Tipe-tipe siswa yang terlibat dalam tahapan tersebut juga bermacam-macam. Ada siswa yang bertipe reflektor, ia akan sangat berhati-hati dalam melangkah. Ia akan bersifat konservatif atau lebih menimbang-nimbang antara baik dan buruknya secara cermat sebelum mengambil sebuah keputusan. Hal ini tidak terjadi pada siswa yang bersifat teoris, ia akan sangat kritis dan menjadi analisator yang baik, serta tidak menyukai pendapat atau penilaian yang sifatnya subyektif.
Menurut siswa yang bertipe teoris, berpikir rasional merupakan hal yang sangat penting (ia tidak menyukai hal-hal yang spekulatif)
Kemudian, siswa yang bertipe pragmatis lebih mnaruh perhatian besar pada aspek-aspek praktis dari semua hal. Menurutnya, teori memang penting, namun untuk apa jika teori tersebut tidak dipraktekkan. Bagi mereka, semua yang diteorikan harus bisa dipraktikkan.

Teori Belajar Paham Kognitif
Kepentingan proses belajar merupakan pengaruh utama dari teori belajar paham kognitif ini. Perlu diketahui bahwa belajar tidak hanya berhubungan antara respon dan stimulus, namun juga melibatkan proses berpikir yang kompleks.
Teori kognitif menyebutkan bahwa, ilmu pengetahuan dibangun dalam diri seseorang melalui proses interaksi yang berkesinambungan dengan lingkungan.
Jean Piaget menyebutkan bahwa proses belajar sebenarnya terdiri dari tiga tahapan, yaitu:
  • Proses Asimilasi, yaitu proses penyatuan atau integrasi informasi baru ke struktur kognitif yang sudah ada dalam benak siswa.
  • Proses akomodasi, yaitu penyesuaian struktur kognitif ke dalam situasi yang baru.
  • Proses Ekuilibrasi.
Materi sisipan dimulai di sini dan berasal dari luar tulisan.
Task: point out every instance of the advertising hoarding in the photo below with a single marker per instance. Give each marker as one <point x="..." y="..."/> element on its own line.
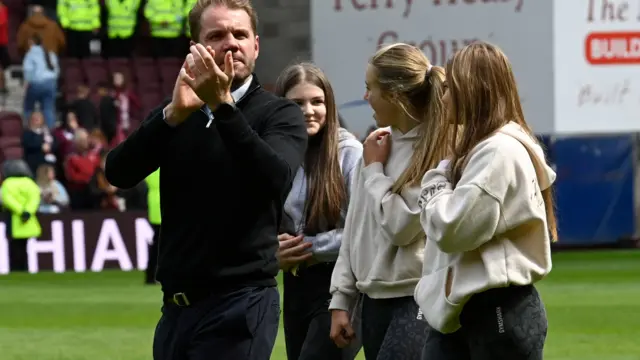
<point x="575" y="60"/>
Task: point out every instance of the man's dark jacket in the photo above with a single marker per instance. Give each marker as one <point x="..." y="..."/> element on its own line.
<point x="222" y="187"/>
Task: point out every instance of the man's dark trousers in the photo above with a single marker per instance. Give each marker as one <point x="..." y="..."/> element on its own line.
<point x="237" y="325"/>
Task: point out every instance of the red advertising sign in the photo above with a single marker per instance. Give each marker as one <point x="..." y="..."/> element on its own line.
<point x="613" y="48"/>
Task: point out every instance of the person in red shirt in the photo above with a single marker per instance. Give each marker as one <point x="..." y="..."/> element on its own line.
<point x="79" y="168"/>
<point x="5" y="61"/>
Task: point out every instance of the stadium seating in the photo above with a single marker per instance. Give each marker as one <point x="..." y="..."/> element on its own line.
<point x="151" y="79"/>
<point x="10" y="136"/>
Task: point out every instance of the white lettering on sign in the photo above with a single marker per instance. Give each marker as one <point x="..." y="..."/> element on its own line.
<point x="111" y="247"/>
<point x="144" y="237"/>
<point x="4" y="250"/>
<point x="79" y="252"/>
<point x="55" y="247"/>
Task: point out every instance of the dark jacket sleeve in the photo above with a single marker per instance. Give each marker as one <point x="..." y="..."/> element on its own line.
<point x="141" y="153"/>
<point x="274" y="156"/>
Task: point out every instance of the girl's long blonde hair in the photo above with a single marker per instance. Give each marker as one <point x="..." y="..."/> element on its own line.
<point x="409" y="81"/>
<point x="484" y="97"/>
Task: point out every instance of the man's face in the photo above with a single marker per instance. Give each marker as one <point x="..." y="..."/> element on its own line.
<point x="226" y="30"/>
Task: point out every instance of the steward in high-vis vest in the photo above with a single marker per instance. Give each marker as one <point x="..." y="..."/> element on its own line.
<point x="20" y="199"/>
<point x="121" y="25"/>
<point x="166" y="21"/>
<point x="80" y="19"/>
<point x="155" y="219"/>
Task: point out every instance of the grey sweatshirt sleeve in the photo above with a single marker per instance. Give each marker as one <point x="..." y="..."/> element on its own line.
<point x="326" y="245"/>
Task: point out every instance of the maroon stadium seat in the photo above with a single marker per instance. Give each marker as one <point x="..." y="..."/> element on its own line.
<point x="121" y="65"/>
<point x="150" y="100"/>
<point x="11" y="141"/>
<point x="13" y="153"/>
<point x="95" y="70"/>
<point x="146" y="72"/>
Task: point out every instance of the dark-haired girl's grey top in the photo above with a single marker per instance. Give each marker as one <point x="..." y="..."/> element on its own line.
<point x="326" y="245"/>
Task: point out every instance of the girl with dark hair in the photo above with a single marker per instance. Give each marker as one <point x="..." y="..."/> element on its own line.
<point x="314" y="216"/>
<point x="41" y="71"/>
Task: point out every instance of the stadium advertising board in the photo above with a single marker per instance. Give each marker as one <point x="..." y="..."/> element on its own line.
<point x="85" y="242"/>
<point x="577" y="62"/>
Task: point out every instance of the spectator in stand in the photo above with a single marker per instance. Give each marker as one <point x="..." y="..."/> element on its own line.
<point x="38" y="143"/>
<point x="108" y="111"/>
<point x="41" y="71"/>
<point x="65" y="133"/>
<point x="21" y="198"/>
<point x="104" y="195"/>
<point x="79" y="169"/>
<point x="127" y="102"/>
<point x="81" y="22"/>
<point x="5" y="60"/>
<point x="85" y="110"/>
<point x="39" y="24"/>
<point x="54" y="196"/>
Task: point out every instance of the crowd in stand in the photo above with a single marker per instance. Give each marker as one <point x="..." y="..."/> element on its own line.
<point x="65" y="140"/>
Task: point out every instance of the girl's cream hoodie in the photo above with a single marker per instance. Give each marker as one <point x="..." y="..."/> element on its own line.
<point x="488" y="232"/>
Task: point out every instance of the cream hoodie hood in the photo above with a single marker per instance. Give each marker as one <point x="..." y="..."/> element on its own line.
<point x="488" y="232"/>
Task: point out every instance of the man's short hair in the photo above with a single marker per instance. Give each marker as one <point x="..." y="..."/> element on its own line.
<point x="195" y="15"/>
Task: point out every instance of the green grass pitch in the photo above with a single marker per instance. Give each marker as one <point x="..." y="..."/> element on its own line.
<point x="592" y="299"/>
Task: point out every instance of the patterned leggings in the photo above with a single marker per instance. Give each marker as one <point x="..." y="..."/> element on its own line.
<point x="499" y="324"/>
<point x="392" y="329"/>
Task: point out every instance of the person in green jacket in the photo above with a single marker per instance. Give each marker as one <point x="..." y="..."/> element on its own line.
<point x="21" y="199"/>
<point x="155" y="218"/>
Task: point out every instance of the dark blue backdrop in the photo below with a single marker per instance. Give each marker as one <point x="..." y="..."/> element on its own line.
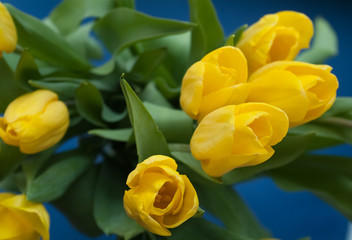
<point x="288" y="215"/>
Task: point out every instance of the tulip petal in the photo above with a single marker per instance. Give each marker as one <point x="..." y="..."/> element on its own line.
<point x="134" y="177"/>
<point x="231" y="60"/>
<point x="33" y="214"/>
<point x="29" y="104"/>
<point x="189" y="207"/>
<point x="226" y="96"/>
<point x="282" y="89"/>
<point x="134" y="209"/>
<point x="192" y="89"/>
<point x="301" y="23"/>
<point x="218" y="167"/>
<point x="214" y="134"/>
<point x="277" y="118"/>
<point x="44" y="130"/>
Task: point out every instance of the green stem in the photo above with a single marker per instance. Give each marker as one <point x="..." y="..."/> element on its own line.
<point x="338" y="121"/>
<point x="18" y="49"/>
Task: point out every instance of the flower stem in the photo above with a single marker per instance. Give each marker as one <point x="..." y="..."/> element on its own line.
<point x="18" y="49"/>
<point x="338" y="121"/>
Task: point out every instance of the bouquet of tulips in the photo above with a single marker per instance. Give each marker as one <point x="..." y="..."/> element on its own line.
<point x="141" y="145"/>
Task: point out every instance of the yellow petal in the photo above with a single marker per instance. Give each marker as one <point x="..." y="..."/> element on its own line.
<point x="280" y="88"/>
<point x="278" y="119"/>
<point x="134" y="177"/>
<point x="8" y="34"/>
<point x="275" y="37"/>
<point x="192" y="89"/>
<point x="44" y="130"/>
<point x="226" y="96"/>
<point x="214" y="134"/>
<point x="189" y="207"/>
<point x="134" y="209"/>
<point x="218" y="167"/>
<point x="33" y="214"/>
<point x="29" y="104"/>
<point x="317" y="81"/>
<point x="231" y="60"/>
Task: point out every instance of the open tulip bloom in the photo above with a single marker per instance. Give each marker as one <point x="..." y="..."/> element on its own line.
<point x="142" y="144"/>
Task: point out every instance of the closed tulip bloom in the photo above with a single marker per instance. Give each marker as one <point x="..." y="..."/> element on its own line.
<point x="238" y="136"/>
<point x="159" y="197"/>
<point x="34" y="122"/>
<point x="8" y="34"/>
<point x="304" y="91"/>
<point x="217" y="80"/>
<point x="21" y="219"/>
<point x="275" y="37"/>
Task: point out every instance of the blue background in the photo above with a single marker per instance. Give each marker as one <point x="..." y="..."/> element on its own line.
<point x="288" y="215"/>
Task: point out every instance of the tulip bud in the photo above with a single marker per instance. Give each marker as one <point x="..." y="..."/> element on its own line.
<point x="21" y="219"/>
<point x="217" y="80"/>
<point x="34" y="122"/>
<point x="8" y="39"/>
<point x="303" y="90"/>
<point x="238" y="136"/>
<point x="274" y="37"/>
<point x="159" y="197"/>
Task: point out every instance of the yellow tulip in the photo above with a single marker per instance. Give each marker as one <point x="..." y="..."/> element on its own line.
<point x="34" y="122"/>
<point x="159" y="197"/>
<point x="8" y="34"/>
<point x="217" y="80"/>
<point x="21" y="219"/>
<point x="274" y="37"/>
<point x="304" y="91"/>
<point x="238" y="136"/>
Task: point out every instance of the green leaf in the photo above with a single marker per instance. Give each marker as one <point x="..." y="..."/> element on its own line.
<point x="34" y="162"/>
<point x="238" y="34"/>
<point x="125" y="3"/>
<point x="52" y="183"/>
<point x="187" y="159"/>
<point x="108" y="208"/>
<point x="84" y="43"/>
<point x="77" y="203"/>
<point x="341" y="105"/>
<point x="152" y="94"/>
<point x="200" y="229"/>
<point x="69" y="14"/>
<point x="121" y="134"/>
<point x="123" y="27"/>
<point x="10" y="158"/>
<point x="25" y="70"/>
<point x="9" y="90"/>
<point x="208" y="34"/>
<point x="46" y="44"/>
<point x="324" y="46"/>
<point x="178" y="50"/>
<point x="147" y="62"/>
<point x="324" y="130"/>
<point x="89" y="103"/>
<point x="176" y="126"/>
<point x="329" y="177"/>
<point x="224" y="203"/>
<point x="149" y="140"/>
<point x="285" y="152"/>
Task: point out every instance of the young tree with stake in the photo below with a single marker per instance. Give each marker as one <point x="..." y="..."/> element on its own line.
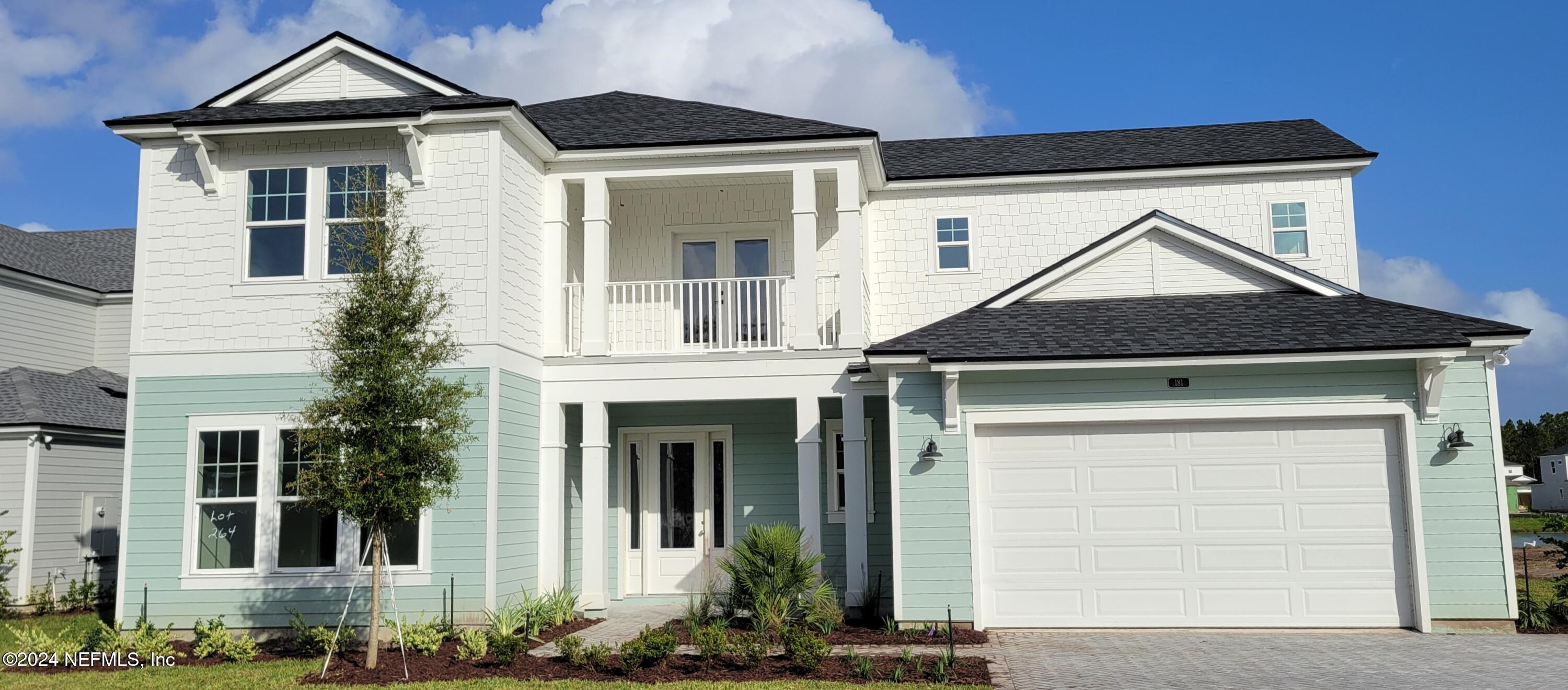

Proses equilibrasi disebut juga proses penyeimbangan, adalah penyesuaian berkesinambungan antara asimilasi dan akomodasi.
Untuk pelajar yang telah memahami prinsip penjumlahan dan prinsip pembagian, maka proses pengintegrasian antara prinsip penjumlahan (yang sudah dimengerti) dan prinsip pembagian (sebagai informasi baru), maka ini disebut sebagai proses asimilasi belajar. Jika pelajar diberi soal tentang pembagian, maka situasi ini disebut sebagai akomodasi, yang dalam konteks ini berarti penggunaan prinsp pembagian tersebut dalam situasi yang baru dan spesifik.
Terdapat pula aliran kognitif model Gestalt. ia adalah pakar psikologi. Dalam Bahasa Jerman, “gestalt” berarti “whole configuration”, dapat diartikan sebagai: pola, kesatuan, atau bentuk yang utuh. Dalam belajar, siswa atau pelajar harus mampu menangkap makna dari hubungan antar bagian yang satu dengan yang lain (relasi). Penggunaan makna dari “hubungan” inilah yang disebut memahami, atau insight. Menurut paham Gestalt, semua kegiatan belajar menggunakan insight atau pemahaman mendadak terhadap hubungan-hubungan, utamanya hubungan antara bagian dan keseluruhan. Pengamatan dan pemahaman mendadak utamanya  terhadap hubungan-hubungan antara bagian dan keseluruhan. Ini merupakan konsep yang terpenting dalam teori Gestalt. Teori ini juga menyebutkan bahwa, seorang pengajar dalam proses pembelajaran dengan pelajar tidak memberikan  potongan-potongan atau bagian-bagian, namun selalu suatu kesatuan yang utuh, mendorong siswa untuk menemukan hubungan antar bagian dalam suatu kesatuan situasi atau bahan yang mengandung permasalahan-permasalahan.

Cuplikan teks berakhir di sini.